Вырикова капризно выпятила губы.

— Очень я ими нуждаюсь!.. Я тебе так скажу: лучше иметь дело с военными: во-первых, он временно, значит, рано или поздно уйдет, ты перед ним ничем не обязана. И не такие скупые, — он знает, что его могут завтра убить, и не так жалеет, чтобы ему погулять… Ты б зашла как-нибудь?

 

— Куда ж заходить, — восемнадцать километров, да еще сколько до вашей Первомайки!

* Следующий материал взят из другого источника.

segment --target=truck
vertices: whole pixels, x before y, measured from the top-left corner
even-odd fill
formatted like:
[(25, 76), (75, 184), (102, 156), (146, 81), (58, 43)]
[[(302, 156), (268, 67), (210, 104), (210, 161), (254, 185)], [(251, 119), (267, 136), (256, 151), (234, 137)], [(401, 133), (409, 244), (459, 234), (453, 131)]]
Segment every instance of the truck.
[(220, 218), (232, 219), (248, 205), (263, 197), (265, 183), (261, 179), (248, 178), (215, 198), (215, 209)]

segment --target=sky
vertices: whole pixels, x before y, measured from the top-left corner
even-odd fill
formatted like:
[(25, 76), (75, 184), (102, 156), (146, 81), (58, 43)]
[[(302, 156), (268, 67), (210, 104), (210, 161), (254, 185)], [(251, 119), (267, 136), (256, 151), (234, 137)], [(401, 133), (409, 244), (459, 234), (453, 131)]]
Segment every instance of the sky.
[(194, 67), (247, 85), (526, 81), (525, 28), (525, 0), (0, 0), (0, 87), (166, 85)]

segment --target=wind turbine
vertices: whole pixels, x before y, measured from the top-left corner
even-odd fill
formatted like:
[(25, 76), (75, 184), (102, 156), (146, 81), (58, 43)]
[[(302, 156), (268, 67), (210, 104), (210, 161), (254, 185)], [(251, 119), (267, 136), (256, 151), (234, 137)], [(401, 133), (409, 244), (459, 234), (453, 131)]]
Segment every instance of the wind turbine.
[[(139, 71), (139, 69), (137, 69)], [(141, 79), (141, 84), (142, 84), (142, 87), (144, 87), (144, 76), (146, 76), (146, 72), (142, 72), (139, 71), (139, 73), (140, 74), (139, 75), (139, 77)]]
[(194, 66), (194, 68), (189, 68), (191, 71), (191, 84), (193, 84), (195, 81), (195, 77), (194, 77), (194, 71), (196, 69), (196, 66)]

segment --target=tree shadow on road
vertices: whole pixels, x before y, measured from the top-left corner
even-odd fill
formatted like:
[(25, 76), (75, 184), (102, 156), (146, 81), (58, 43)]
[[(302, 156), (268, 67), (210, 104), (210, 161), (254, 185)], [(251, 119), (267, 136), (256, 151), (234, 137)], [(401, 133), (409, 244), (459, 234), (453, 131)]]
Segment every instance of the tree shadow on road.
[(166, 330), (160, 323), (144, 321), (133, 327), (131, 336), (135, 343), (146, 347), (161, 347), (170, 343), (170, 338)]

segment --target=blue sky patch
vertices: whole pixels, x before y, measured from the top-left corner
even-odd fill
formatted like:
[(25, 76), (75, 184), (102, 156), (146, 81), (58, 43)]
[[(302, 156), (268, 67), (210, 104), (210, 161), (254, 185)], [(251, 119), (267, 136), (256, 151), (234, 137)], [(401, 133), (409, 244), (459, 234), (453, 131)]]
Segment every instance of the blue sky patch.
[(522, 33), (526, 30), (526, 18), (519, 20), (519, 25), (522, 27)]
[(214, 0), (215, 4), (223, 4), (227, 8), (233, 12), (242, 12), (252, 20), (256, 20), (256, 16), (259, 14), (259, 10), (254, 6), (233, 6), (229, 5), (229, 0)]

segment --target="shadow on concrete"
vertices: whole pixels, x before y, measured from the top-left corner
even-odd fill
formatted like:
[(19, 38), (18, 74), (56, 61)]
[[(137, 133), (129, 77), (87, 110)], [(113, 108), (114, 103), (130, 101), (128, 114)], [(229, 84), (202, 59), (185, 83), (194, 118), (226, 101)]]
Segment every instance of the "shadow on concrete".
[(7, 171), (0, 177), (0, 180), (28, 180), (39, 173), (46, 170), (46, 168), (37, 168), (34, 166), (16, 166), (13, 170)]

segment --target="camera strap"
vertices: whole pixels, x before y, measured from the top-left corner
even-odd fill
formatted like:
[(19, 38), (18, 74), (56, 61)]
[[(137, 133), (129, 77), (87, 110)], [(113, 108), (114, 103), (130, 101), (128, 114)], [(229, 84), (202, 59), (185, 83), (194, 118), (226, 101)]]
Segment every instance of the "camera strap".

— Давно ли она перестала быть вашей?… Все ж таки заходи, расскажи, как устроишься. Я тебе кой-что покажу, а может, и дам кой-что, понимаешь? Заходи! — И Вырикова небрежно ткнула ей свою маленькую негнущуюся ладошку.

Вечером соседка, бывшая в этот день на бирже, передала Выриковой записку. Лядская писала, что «у вас на бирже барбосы еще почище, чем в поселке» и что у нее ничего не вышло и она уходит домой «вся разбитая».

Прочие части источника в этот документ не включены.